Fluvastatin and lovastatin inhibit granulocyte macrophage-colony stimulating factor-stimulated human eosinophil adhesion to inter-cellular adhesion molecule-1 under flow conditions

Abstract

Background: Eosinophil accumulation in the lung is an important feature of airway inflammation in asthma. There is therefore much interest in developing novel therapies to prevent this process. Accumulating evidence suggests that statins have anti-inflammatory properties, including inhibition of leucocyte accumulation. We therefore assessed the ability of five statins to inhibit human eosinophil adhesion to recombinant human inter-cellular adhesion molecule (rhICAM)-1 under physiologically relevant flow conditions.

Methods: Purified eosinophils were pre-treated with a panel of statins before elucidation of the adhesion profiles of resting and granulocyte macrophage-colony stimulating factor (GM-CSF)-stimulated cells to rhICAM-1-coated microchannels at a flow rate of 0.5 dynes/cm(2). Images were recorded in real-time at 1 min intervals and analysed using Ducocell software.

Results: Fluvastatin and lovastatin (both 10 nm) significantly inhibited GM-CSF-stimulated eosinophil adhesion to rhICAM-1 after 2 min (34.4+/-3.0% inhibition and 37.8+/-12.6% inhibition, respectively, n=4, P<0.05) but had no significant inhibitory effect on unstimulated eosinophil adhesion.
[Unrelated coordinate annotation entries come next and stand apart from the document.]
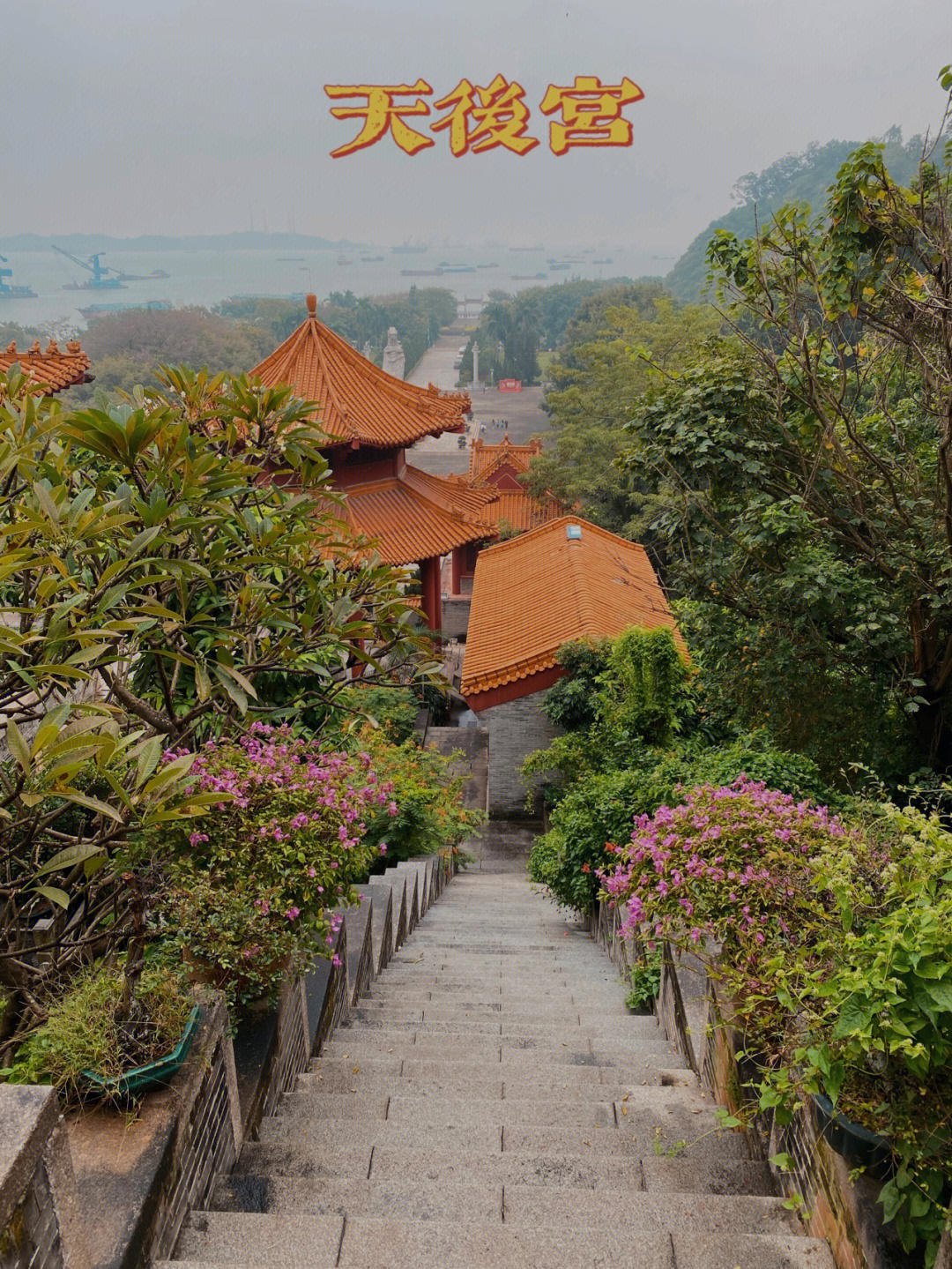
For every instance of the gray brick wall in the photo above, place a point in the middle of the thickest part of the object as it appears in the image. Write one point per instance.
(517, 730)
(455, 617)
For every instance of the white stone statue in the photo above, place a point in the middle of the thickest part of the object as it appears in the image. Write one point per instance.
(393, 357)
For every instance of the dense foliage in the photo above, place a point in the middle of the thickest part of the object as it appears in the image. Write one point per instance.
(126, 348)
(633, 740)
(796, 178)
(599, 376)
(148, 580)
(833, 950)
(428, 812)
(249, 889)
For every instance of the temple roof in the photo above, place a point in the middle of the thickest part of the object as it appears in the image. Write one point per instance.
(485, 459)
(359, 402)
(413, 515)
(517, 509)
(543, 589)
(49, 367)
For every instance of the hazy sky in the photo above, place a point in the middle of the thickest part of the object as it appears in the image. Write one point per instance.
(194, 116)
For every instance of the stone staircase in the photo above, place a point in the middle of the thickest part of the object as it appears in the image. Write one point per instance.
(494, 1104)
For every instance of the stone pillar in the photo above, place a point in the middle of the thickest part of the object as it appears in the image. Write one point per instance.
(457, 565)
(393, 358)
(433, 594)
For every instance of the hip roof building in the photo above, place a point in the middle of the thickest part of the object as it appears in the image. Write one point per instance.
(563, 581)
(369, 418)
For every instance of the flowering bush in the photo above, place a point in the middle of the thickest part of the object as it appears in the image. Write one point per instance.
(252, 886)
(836, 951)
(425, 812)
(599, 806)
(731, 864)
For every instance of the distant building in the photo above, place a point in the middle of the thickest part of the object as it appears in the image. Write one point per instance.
(48, 369)
(563, 581)
(501, 470)
(369, 418)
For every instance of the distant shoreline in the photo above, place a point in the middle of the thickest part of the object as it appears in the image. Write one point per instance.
(243, 242)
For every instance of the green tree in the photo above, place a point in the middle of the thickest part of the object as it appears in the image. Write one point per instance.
(807, 473)
(599, 378)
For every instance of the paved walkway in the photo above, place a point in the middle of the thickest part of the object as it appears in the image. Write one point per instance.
(523, 410)
(494, 1104)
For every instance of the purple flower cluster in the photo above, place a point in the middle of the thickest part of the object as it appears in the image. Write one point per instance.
(289, 832)
(729, 863)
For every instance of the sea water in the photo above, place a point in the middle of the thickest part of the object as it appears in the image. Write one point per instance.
(207, 278)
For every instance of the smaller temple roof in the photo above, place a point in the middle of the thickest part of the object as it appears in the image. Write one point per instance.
(485, 459)
(563, 581)
(49, 367)
(518, 511)
(359, 402)
(413, 515)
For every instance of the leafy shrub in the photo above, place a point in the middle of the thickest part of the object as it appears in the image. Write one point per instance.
(426, 811)
(394, 710)
(570, 702)
(599, 806)
(251, 889)
(729, 864)
(83, 1029)
(645, 979)
(834, 945)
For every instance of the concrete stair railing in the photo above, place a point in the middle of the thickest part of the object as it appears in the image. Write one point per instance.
(491, 1104)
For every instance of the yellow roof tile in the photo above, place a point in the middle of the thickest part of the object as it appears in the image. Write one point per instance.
(539, 590)
(359, 404)
(48, 369)
(413, 515)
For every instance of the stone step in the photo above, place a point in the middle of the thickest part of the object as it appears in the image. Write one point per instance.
(298, 1110)
(298, 1242)
(524, 1205)
(413, 1199)
(584, 1170)
(465, 1079)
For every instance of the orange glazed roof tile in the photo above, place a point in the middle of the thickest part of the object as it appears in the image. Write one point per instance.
(359, 402)
(414, 515)
(538, 592)
(48, 369)
(485, 459)
(520, 511)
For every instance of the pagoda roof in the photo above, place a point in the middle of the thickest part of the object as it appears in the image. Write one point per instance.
(521, 511)
(358, 402)
(49, 369)
(413, 515)
(543, 589)
(485, 459)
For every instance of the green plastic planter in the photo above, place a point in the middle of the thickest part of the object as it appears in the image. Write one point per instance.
(142, 1078)
(857, 1145)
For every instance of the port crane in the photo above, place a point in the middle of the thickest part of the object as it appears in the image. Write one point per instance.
(99, 280)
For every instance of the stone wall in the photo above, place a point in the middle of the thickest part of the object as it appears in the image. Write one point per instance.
(455, 617)
(517, 730)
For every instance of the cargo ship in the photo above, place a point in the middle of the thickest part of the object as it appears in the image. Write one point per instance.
(8, 291)
(141, 277)
(147, 306)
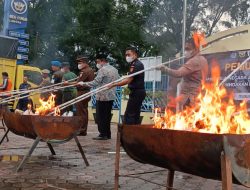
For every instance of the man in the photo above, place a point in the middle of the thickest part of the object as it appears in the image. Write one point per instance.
(45, 82)
(57, 78)
(23, 102)
(69, 93)
(5, 88)
(193, 73)
(86, 75)
(104, 100)
(136, 87)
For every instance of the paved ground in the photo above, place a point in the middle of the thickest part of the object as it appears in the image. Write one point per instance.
(67, 171)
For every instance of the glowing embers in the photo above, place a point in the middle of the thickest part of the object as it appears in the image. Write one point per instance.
(215, 112)
(48, 107)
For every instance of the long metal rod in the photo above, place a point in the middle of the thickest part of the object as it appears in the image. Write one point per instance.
(21, 92)
(105, 87)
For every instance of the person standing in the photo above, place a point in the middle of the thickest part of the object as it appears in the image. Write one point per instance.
(23, 102)
(104, 100)
(57, 78)
(193, 73)
(136, 87)
(45, 82)
(69, 93)
(86, 75)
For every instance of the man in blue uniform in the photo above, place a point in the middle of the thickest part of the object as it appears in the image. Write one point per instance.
(136, 87)
(23, 102)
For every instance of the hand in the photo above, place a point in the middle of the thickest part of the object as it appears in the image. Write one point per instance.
(110, 86)
(81, 83)
(65, 83)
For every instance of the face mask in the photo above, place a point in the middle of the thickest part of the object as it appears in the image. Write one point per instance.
(80, 66)
(129, 59)
(188, 53)
(98, 66)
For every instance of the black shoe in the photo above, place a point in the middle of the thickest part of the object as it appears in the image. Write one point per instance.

Mevastatin, simvastatin, and pravastatin (all 10 nm) had no significant effect on GM-CSF-stimulated eosinophil adhesion to rhICAM-1. A concentration range of fluvastatin and lovastatin inhibited GM-CSF stimulated eosinophil adhesion with significant (P<0.05) inhibition observed at low concentrations of 1 nm for both drugs. Mevalonate (100 nm) reversed fluvastatin-mediated but not lovastatin-mediated inhibition of eosinophil adhesion.

Conclusions: Inhibition of eosinophil adhesion to ICAM-1 by fluvastatin and lovastatin under physiological shear stress represent novel actions by these drugs that may inform the development of anti-inflammatory therapy for allergic disease.